Supervised Learning / Evaluation

Model Evaluation

How to trust your machine learning models before deploying them into production.

Why Evaluate Models?

Once you have trained a machine learning model, the most critical question remains: How well does it actually perform? Testing your model on the exact same data it was trained on will yield an artificially high score because the model has already "seen" those answers. This phenomenon is known as overfitting.

Proper model evaluation requires testing the model against unseen data. By establishing robust evaluation pipelines, we ensure that models generalize well to the real world.

Train / Test Split

The most fundamental evaluation technique.
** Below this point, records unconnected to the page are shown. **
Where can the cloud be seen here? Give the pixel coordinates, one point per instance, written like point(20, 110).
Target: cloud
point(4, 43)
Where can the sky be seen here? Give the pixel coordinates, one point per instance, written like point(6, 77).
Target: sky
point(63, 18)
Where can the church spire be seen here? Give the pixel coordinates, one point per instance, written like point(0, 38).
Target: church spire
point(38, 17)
You divide your dataset into two distinct parts: usually 80% for training the model, and a completely hidden 20% for testing it afterward.

X_train, X_test = split(X, test_size=0.2)

K-Fold Cross Validation

To eliminate the luck of a "good split", K-Fold divides the data into K separate chunks. The model trains K times, each time using a different chunk as the test set and the remaining as training.

Visualization of Fold 1 testing

Hyperparameter Tuning

Models have knobs and levers called hyperparameters (like the depth of a tree, or the learning rate). To find the best settings, we perform a Grid Search or Random Search, evaluating the model at every combination of settings to find the absolute best variation.

Grid Search

Exhaustive search over all possible specified parameters.

Random Search

Samples completely random combinations. Faster and often just as good.

Bayesian Opt

Uses past results to probabilistically pick the next best parameter to try.